The hacker group Anonymous posted a warning on You Tube threatening Chilean and Peruvian government web sites.
In the bad old days of military rule, Chilean authorities would carefully watch public opinion by tapping telephones, intercepting mail and maintaining a network of informants throughout the country. A modern democratic government can keep its ear to the ground via polls and following the media, including blogs and social networking sites. But at what point does this monitoring become a violation of citizens’ rights, and what is an appropriate use of the information gathered?
The government of Sebastian Pinera is monitoring social networks such as Twitter and Facebook and using a private company for this purpose. A Santiago firm, BrandMetric, uses special software to gather and study the opinions posted online, an enormous task given that Chile has an estimated 7 million Facebook accounts and is one of the most wired countries in the region. The company’s general manager told Radio Cooperativa that it was not peering into people’s private lives but observing and reporting public sentiment on issues such as the HidroAysen power project. Government spokeswoman Ena Von Baer has defended the policy, pointing out that “public networks are public networks” and that officials are not doing anything other than learning Chileans’ views on public issues. According to press reports, BrandMetric is being paid the equivalent of more than $300,000 for its services.
An opposition politician, Senator Pedro Munoz, has asked the Comptroller General to declare this practice illegal, charging that it violates laws protecting personal data and individual privacy. Meanwhile, the issue has drawn the attention of a cyber hacking group calling itself Anonymous, which has launched previous attacks on web sites, including those of the U. S. Central Intelligence Agency, Visa and MasterCard. The group posted a video on You Tube showing a masked figure similar to the character in the 2006 dystopian film V is for Vendetta. Speaking through a voice synthesizer, the seated figure said the group would attack government web sites in Chile and Peru as part of a plan called Operacion Andes Libre.

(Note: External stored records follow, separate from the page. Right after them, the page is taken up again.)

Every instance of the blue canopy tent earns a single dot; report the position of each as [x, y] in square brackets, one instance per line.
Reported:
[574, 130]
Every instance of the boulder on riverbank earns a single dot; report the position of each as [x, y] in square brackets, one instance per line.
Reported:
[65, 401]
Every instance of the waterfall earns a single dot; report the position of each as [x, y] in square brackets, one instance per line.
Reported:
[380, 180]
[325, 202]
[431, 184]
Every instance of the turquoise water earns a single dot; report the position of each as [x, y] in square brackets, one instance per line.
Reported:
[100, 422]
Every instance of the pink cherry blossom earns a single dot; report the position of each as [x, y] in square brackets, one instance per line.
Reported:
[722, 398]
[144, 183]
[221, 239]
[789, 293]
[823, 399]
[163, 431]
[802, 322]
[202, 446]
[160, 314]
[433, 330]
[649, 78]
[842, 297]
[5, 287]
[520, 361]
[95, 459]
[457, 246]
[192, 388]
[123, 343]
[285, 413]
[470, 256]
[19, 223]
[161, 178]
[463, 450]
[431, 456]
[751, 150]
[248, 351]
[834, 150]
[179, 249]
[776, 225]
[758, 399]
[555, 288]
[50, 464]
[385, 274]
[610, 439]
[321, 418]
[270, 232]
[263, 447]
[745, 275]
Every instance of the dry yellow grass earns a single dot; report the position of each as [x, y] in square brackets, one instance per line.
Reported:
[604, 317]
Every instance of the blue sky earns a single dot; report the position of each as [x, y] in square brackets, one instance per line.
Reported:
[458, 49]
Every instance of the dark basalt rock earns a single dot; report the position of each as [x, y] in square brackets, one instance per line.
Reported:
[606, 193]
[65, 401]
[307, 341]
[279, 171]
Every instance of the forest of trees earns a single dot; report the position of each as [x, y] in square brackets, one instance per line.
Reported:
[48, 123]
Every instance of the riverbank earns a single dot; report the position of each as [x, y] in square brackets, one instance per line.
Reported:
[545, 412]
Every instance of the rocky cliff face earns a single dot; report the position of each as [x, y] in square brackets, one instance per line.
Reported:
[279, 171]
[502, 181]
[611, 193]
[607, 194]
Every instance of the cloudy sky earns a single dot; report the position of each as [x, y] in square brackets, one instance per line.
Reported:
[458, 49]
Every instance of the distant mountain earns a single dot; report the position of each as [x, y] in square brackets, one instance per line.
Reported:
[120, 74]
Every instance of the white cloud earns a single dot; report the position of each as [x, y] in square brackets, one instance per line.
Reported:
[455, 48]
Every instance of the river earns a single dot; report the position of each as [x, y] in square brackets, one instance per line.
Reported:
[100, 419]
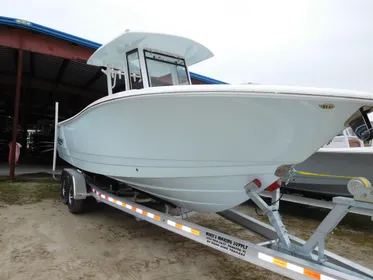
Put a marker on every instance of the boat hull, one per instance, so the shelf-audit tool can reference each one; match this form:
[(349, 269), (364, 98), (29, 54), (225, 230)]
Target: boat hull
[(341, 163), (199, 146)]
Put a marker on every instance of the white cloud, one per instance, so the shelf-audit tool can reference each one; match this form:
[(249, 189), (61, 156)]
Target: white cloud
[(298, 42)]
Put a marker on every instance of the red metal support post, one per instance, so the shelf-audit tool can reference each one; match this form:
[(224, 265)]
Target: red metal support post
[(16, 113)]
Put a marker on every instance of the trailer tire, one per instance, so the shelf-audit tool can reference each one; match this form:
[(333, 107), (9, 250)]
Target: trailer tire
[(75, 206), (65, 188)]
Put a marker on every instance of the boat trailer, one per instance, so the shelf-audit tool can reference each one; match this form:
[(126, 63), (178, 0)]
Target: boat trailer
[(282, 253)]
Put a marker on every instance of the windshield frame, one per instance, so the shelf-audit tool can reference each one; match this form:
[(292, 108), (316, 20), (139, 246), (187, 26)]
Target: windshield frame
[(178, 61)]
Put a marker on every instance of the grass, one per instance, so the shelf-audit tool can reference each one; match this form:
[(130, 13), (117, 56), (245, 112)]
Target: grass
[(27, 192)]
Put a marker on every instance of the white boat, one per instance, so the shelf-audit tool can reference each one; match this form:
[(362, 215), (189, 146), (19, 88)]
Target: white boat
[(328, 171), (197, 146)]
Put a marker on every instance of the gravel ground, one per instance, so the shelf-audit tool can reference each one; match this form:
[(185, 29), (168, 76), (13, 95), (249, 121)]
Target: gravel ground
[(40, 239)]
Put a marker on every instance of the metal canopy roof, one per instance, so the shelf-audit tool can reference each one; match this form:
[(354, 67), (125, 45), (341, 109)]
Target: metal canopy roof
[(77, 40)]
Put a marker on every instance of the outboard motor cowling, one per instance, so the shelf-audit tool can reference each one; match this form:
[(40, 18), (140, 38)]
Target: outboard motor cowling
[(362, 126)]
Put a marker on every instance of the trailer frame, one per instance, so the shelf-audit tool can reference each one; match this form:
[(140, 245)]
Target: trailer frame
[(282, 253)]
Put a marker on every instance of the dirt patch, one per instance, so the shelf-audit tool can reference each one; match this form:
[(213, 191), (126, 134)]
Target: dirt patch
[(27, 192), (40, 239)]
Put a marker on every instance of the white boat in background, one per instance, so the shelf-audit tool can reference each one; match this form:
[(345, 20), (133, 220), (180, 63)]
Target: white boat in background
[(197, 146), (328, 171)]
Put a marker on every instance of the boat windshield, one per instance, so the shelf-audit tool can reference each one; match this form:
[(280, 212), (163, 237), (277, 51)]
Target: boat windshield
[(164, 70)]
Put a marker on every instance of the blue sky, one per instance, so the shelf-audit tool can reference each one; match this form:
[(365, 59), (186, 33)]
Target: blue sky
[(322, 43)]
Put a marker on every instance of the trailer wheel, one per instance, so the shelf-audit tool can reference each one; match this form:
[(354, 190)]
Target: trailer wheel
[(65, 188), (75, 205)]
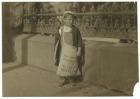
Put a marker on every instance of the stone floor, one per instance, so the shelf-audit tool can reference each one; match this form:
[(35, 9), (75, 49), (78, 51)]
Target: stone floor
[(24, 80)]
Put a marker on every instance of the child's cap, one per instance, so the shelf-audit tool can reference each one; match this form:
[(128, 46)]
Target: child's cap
[(69, 12)]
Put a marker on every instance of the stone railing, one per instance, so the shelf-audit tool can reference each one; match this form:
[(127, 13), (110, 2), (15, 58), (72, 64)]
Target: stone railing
[(99, 24)]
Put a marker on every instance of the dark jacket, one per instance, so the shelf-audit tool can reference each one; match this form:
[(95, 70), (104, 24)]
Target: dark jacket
[(77, 42)]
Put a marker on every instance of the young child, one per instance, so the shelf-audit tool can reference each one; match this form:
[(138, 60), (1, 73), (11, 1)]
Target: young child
[(68, 50)]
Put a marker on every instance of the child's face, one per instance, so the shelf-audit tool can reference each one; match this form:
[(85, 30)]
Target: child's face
[(68, 20)]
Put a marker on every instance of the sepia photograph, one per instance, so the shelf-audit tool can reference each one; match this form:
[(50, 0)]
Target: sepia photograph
[(72, 49)]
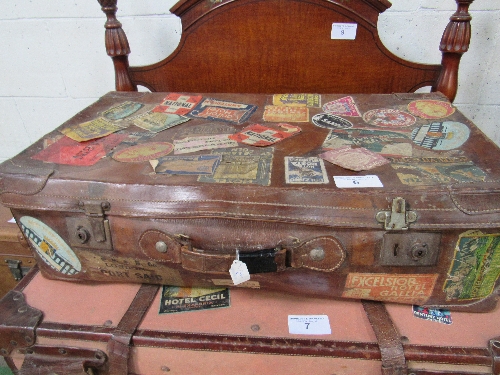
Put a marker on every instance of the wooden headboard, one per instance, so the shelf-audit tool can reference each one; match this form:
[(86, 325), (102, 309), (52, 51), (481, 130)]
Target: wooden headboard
[(285, 46)]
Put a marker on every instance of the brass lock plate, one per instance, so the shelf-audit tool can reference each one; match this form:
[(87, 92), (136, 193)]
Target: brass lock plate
[(81, 234), (410, 249)]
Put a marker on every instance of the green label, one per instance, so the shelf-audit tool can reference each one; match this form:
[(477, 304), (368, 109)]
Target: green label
[(475, 267)]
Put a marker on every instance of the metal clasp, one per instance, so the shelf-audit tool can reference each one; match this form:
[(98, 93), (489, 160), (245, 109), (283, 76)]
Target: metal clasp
[(399, 218), (92, 230), (95, 213)]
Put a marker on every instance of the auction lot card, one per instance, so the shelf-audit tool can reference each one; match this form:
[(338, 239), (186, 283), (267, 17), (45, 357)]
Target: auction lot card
[(305, 170)]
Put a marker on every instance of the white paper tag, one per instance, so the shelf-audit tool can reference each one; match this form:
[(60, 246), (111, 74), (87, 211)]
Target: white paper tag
[(357, 181), (239, 272), (344, 31), (309, 324)]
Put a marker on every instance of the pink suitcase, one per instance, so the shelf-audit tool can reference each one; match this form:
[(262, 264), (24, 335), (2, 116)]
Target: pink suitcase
[(51, 326)]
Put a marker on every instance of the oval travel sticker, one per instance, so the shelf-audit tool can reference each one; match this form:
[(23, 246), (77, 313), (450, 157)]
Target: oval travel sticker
[(441, 136), (326, 120), (431, 109), (389, 118), (52, 249)]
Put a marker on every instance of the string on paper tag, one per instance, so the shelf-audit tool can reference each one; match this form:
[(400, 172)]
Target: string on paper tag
[(239, 271)]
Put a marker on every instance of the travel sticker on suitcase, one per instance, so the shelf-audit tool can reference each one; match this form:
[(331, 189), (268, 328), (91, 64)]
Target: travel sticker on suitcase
[(475, 267), (242, 166), (49, 246)]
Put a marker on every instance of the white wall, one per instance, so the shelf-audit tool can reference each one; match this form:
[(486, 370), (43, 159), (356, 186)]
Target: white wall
[(53, 61)]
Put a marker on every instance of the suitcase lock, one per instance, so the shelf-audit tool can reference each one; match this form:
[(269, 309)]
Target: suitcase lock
[(91, 230), (399, 218)]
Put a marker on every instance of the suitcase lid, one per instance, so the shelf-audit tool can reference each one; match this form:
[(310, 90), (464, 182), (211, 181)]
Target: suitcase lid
[(441, 172)]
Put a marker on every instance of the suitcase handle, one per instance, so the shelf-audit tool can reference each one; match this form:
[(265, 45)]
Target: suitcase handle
[(324, 254)]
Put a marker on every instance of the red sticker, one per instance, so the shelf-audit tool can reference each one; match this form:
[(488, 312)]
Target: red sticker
[(70, 152)]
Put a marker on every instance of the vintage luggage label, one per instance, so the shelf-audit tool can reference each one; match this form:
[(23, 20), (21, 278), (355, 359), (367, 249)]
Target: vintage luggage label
[(188, 165), (305, 170), (432, 314), (355, 159), (441, 136), (260, 135), (70, 152), (242, 166), (401, 288), (343, 107), (134, 138), (86, 131), (297, 100), (178, 104), (276, 113), (475, 268), (431, 109), (156, 122), (143, 152), (326, 120), (222, 110), (182, 299), (121, 111), (383, 142), (209, 128), (389, 118), (51, 248), (194, 144), (423, 171)]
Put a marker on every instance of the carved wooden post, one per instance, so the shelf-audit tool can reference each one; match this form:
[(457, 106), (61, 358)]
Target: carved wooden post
[(454, 43), (117, 46)]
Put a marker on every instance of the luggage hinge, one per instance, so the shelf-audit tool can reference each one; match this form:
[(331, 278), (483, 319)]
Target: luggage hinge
[(47, 360), (18, 321), (399, 218), (95, 213), (15, 268)]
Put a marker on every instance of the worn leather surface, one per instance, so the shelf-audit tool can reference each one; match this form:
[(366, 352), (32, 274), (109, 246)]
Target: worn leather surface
[(388, 338), (220, 218)]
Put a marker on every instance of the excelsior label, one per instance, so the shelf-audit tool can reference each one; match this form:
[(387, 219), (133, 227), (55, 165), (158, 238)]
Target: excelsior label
[(403, 288)]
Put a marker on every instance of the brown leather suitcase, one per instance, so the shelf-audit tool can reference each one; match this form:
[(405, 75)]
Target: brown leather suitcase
[(427, 232), (16, 258), (51, 326)]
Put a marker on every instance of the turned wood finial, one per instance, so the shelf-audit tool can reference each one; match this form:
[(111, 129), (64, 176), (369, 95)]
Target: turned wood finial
[(117, 46), (454, 43)]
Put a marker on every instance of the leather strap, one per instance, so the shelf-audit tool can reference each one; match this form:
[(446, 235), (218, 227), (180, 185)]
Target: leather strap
[(389, 340), (119, 344), (494, 347)]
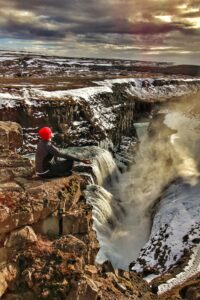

“It is you, the rulers, who should fear us,” the figure said. “Not the other way around.”
According to James Bosworth, a guest blogger on the Christian Science Monitor’s web site, Chile and other Latin American nations may not be very well-prepared to handle a serious cyber attack. To date groups like Anonymous and LulzSec, which launched an attack on several Brazilian web sites, seem to pose more of an annoyance than a serious threat.